[PATCH 6.1 1/2] io_uring/io-wq: do not allow pinning outside of cpuset

From: Felix Moessbauer
Date: Wed Sep 11 2024 - 12:24:00 EST


commit 0997aa5497c714edbb349ca366d28bd550ba3408 upstream.

The io worker threads are userland threads that just never exit to the
userland.
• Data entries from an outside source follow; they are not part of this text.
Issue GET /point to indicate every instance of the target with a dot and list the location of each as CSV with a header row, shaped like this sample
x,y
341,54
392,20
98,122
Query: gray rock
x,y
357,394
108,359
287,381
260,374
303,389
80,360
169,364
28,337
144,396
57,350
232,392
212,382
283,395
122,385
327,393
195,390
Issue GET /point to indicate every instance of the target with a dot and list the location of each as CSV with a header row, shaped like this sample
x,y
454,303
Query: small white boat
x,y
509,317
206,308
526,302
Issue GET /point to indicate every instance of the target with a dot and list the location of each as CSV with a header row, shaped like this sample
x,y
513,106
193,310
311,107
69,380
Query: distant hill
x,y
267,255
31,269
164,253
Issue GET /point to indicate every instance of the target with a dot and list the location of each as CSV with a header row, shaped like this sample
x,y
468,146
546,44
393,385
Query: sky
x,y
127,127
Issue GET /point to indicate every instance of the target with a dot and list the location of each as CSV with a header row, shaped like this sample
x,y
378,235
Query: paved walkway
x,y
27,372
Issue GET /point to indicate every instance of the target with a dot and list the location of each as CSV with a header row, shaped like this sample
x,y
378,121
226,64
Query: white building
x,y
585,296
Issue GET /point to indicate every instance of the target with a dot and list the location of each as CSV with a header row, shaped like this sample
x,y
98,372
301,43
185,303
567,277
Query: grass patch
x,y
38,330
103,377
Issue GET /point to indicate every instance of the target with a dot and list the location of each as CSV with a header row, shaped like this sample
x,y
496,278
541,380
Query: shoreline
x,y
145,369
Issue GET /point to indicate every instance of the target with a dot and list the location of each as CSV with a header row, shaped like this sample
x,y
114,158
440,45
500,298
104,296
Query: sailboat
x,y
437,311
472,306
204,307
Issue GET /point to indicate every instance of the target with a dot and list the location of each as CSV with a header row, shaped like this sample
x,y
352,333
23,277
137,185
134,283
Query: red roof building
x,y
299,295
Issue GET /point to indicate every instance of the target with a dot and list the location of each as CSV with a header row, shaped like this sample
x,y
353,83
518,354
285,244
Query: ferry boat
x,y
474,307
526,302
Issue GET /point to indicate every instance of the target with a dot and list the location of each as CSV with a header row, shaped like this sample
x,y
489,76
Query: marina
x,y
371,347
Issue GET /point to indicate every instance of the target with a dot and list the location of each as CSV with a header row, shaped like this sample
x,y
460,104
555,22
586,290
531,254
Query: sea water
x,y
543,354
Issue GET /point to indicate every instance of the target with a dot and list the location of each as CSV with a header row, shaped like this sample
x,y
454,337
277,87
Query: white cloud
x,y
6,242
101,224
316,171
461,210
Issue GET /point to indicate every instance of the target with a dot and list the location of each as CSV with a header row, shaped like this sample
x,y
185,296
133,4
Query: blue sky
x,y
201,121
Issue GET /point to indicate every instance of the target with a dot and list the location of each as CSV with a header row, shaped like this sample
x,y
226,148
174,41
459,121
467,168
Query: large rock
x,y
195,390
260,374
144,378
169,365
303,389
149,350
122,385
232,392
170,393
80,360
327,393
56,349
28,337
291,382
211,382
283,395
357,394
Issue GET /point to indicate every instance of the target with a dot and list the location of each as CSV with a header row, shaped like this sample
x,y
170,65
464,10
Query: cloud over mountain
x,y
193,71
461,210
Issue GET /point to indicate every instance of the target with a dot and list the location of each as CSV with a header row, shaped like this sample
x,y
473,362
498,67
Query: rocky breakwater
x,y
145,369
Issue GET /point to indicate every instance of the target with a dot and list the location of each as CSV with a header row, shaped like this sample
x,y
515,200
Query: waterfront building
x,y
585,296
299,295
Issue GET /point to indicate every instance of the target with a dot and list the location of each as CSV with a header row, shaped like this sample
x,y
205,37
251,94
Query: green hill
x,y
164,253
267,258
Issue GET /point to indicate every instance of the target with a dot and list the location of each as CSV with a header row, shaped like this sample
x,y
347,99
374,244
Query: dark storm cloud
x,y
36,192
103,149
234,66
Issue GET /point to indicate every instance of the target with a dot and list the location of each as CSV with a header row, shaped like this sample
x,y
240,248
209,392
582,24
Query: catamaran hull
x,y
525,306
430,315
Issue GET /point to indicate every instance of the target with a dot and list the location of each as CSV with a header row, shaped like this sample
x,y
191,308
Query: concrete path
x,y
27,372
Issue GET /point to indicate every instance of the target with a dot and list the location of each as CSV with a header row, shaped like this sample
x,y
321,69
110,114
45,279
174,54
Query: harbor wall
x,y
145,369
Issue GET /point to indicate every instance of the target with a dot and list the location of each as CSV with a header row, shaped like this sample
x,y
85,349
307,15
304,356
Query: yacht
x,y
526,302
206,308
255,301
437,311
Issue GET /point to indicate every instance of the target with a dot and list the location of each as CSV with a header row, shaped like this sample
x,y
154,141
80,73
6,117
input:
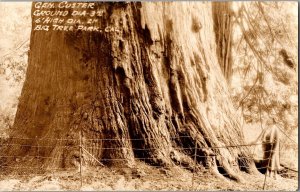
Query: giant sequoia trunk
x,y
148,93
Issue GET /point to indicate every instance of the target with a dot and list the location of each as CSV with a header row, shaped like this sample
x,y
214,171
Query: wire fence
x,y
84,149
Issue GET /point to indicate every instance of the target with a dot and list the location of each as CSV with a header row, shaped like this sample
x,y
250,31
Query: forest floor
x,y
143,177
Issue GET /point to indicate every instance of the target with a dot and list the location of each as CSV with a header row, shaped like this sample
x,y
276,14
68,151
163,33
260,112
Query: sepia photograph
x,y
149,96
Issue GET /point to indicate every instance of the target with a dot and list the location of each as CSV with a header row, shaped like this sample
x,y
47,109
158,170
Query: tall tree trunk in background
x,y
157,86
223,27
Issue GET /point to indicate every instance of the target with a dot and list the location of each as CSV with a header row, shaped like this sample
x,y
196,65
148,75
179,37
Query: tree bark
x,y
148,93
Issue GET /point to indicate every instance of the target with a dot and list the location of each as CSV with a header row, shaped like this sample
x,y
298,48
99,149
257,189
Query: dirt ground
x,y
144,177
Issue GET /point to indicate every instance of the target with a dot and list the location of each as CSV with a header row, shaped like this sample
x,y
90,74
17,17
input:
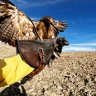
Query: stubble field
x,y
74,74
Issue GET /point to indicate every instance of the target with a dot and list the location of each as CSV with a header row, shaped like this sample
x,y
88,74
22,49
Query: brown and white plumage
x,y
14,25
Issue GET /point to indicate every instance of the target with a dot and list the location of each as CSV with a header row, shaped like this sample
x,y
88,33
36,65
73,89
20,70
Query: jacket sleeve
x,y
13,69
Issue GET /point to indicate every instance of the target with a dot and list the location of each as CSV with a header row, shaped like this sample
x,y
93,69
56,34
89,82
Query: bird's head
x,y
55,25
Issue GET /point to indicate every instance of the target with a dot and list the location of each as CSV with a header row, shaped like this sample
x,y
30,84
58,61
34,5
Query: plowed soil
x,y
74,74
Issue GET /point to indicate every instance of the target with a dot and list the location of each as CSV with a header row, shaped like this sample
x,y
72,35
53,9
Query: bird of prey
x,y
15,25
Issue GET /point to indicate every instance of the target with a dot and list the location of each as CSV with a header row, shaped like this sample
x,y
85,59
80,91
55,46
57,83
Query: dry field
x,y
74,74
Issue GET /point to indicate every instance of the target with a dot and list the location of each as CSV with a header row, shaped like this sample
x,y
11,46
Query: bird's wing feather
x,y
14,24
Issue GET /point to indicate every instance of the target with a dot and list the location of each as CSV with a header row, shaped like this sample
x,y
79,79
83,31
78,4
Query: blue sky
x,y
79,14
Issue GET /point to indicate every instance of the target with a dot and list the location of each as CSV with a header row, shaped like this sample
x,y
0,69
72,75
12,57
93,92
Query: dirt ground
x,y
74,74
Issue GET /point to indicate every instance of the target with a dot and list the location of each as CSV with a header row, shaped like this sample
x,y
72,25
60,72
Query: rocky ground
x,y
74,74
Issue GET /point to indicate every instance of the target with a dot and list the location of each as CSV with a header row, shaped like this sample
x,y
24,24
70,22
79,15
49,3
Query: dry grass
x,y
74,74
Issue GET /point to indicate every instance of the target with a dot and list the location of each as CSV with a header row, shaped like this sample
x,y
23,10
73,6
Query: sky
x,y
80,16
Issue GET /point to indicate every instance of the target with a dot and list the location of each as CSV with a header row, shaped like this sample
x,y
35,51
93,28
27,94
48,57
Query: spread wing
x,y
14,24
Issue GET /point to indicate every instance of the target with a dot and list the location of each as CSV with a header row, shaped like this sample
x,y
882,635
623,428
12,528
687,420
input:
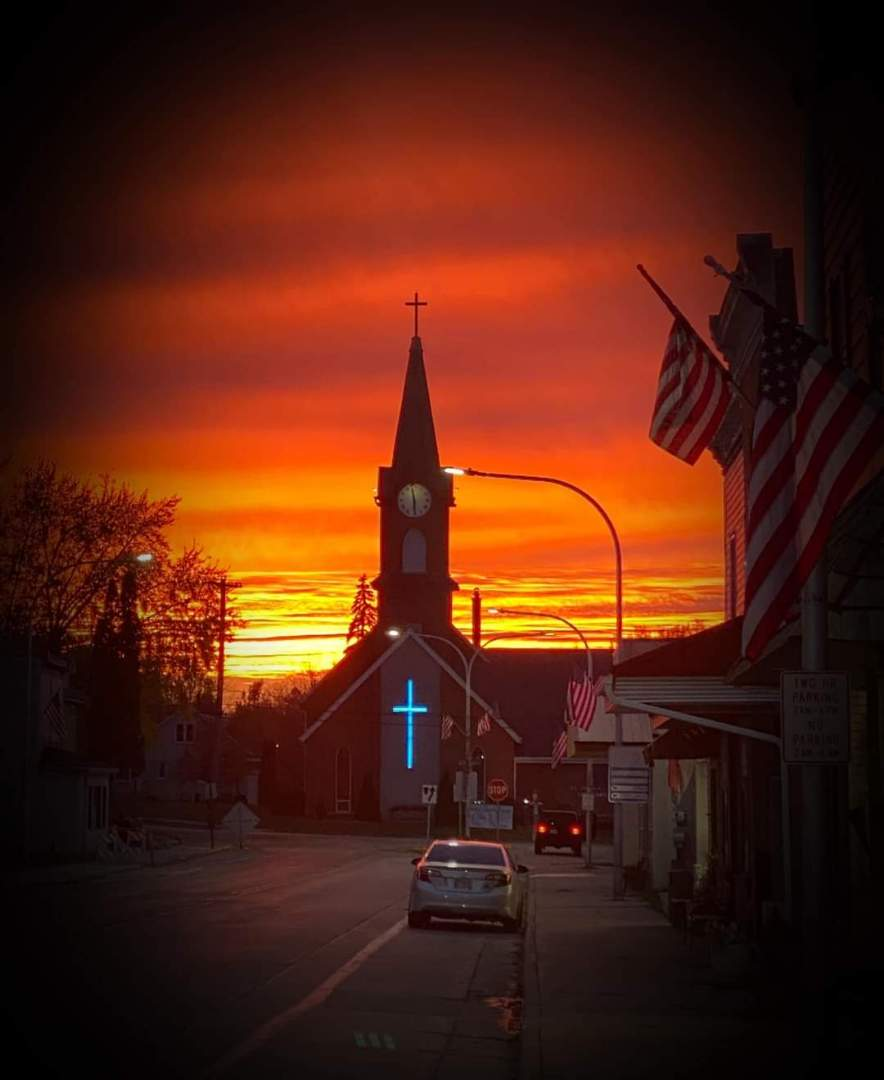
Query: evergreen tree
x,y
364,612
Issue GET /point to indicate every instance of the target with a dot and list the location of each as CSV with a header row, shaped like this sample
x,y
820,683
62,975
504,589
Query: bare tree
x,y
62,543
181,624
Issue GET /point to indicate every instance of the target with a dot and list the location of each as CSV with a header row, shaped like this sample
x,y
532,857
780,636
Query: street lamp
x,y
559,618
458,471
467,670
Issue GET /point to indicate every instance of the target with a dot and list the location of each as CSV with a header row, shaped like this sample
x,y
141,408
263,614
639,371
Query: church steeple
x,y
415,496
415,448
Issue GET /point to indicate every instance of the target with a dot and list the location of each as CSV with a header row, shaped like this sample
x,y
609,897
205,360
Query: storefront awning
x,y
683,742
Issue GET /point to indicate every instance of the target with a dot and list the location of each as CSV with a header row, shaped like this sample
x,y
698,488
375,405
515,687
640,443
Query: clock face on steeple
x,y
413,500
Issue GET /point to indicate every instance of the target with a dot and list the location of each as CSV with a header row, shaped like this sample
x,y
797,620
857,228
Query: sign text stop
x,y
498,790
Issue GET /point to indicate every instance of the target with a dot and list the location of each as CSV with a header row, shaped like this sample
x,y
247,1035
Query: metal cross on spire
x,y
416,304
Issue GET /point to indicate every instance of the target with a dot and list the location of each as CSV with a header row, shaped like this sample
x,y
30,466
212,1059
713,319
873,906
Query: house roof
x,y
711,651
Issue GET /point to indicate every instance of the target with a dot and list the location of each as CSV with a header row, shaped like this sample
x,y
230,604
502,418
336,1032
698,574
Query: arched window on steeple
x,y
415,552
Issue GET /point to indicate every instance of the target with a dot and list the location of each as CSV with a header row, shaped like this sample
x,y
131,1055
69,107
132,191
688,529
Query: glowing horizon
x,y
213,299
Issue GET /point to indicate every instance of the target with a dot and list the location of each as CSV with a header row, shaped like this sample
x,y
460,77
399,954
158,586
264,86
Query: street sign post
x,y
240,820
490,815
498,790
628,775
430,794
815,707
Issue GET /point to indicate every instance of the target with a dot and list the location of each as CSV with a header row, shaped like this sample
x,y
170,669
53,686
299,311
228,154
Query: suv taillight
x,y
497,879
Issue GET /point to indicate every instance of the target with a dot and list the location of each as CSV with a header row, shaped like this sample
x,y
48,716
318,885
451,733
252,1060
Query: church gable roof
x,y
348,683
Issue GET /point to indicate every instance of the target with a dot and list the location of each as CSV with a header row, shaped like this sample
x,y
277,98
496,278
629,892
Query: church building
x,y
390,716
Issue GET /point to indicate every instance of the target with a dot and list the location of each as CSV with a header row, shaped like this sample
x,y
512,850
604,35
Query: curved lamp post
x,y
467,673
559,618
457,471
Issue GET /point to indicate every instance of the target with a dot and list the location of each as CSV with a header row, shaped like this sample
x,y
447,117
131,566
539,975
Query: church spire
x,y
416,434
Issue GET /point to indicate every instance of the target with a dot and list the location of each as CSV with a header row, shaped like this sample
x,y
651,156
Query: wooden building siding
x,y
847,243
735,538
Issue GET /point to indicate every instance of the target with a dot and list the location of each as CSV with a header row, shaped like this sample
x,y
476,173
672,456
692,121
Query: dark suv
x,y
558,828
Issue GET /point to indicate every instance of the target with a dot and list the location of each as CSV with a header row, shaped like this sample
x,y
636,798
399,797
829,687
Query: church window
x,y
415,552
343,781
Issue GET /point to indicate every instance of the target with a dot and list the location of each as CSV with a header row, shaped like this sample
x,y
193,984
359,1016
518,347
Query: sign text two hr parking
x,y
815,711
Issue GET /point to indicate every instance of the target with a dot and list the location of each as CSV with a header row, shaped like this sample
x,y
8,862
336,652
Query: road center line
x,y
266,1031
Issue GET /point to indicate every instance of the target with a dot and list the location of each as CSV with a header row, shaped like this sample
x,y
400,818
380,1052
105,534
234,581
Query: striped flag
x,y
54,716
559,746
582,696
693,393
816,428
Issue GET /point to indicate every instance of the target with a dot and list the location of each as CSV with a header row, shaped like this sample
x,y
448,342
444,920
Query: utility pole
x,y
219,701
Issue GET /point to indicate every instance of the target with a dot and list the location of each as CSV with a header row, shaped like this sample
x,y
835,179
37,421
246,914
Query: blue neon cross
x,y
409,709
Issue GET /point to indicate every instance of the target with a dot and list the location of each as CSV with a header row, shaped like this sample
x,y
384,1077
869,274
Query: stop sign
x,y
498,790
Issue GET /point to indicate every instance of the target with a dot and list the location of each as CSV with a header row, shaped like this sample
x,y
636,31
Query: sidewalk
x,y
96,868
613,990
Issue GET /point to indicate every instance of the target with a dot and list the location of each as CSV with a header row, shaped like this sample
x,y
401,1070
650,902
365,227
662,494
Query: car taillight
x,y
497,879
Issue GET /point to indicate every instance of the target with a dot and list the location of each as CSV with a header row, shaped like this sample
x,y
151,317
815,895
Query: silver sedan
x,y
467,879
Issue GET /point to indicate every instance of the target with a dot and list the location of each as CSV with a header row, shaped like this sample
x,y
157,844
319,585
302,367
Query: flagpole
x,y
816,914
680,315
By that, they are also assigned to a cgroup (the group of the
creating task).

When changing the affinity of the io_wq thread via syscall, we must only
allow cpumasks within the limits defined by the cpuset controller of the
cgroup (if enabled).

Fixes: da64d6db3bd3 ("io_uring: One wqe per wq")
Signed-off-by: Felix Moessbauer <felix.moessbauer@xxxxxxxxxxx>
---
io_uring/io-wq.c | 25 +++++++++++++++++++------
1 file changed, 19 insertions(+), 6 deletions(-)

diff --git a/io_uring/io-wq.c b/io_uring/io-wq.c
index 139cd49b2c27..c74bcc8d2f06 100644
--- a/io_uring/io-wq.c
+++ b/io_uring/io-wq.c
@@ -13,6 +13,7 @@
#include <linux/slab.h>
#include <linux/rculist_nulls.h>
#include <linux/cpu.h>
+#include <linux/cpuset.h>
#include <linux/task_work.h>
#include <linux/audit.h>
#include <uapi/linux/io_uring.h>
@@ -1362,22 +1363,34 @@ static int io_wq_cpu_offline(unsigned int cpu, struct hlist_node *node)

int io_wq_cpu_affinity(struct io_uring_task *tctx, cpumask_var_t mask)
{
+ cpumask_var_t allowed_mask;
+ int ret = 0;
int i;

if (!tctx || !tctx->io_wq)
return -EINVAL;

+ if (!alloc_cpumask_var(&allowed_mask, GFP_KERNEL))
+ return -ENOMEM;
+ cpuset_cpus_allowed(tctx->io_wq->task, allowed_mask);
+
rcu_read_lock();
for_each_node(i) {
struct io_wqe *wqe = tctx->io_wq->wqes[i];
-
- if (mask)
- cpumask_copy(wqe->cpu_mask, mask);
- else
- cpumask_copy(wqe->cpu_mask, cpumask_of_node(i));
+ if (mask) {
+ if (cpumask_subset(mask, allowed_mask))
+ cpumask_copy(wqe->cpu_mask, mask);
+ else
+ ret = -EINVAL;
+ } else {
+ if (!cpumask_and(wqe->cpu_mask, cpumask_of_node(i), allowed_mask))
+ cpumask_copy(wqe->cpu_mask, allowed_mask);
+ }
}
rcu_read_unlock();
- return 0;
+
+ free_cpumask_var(allowed_mask);
+ return ret;
}

/*
--
2.39.2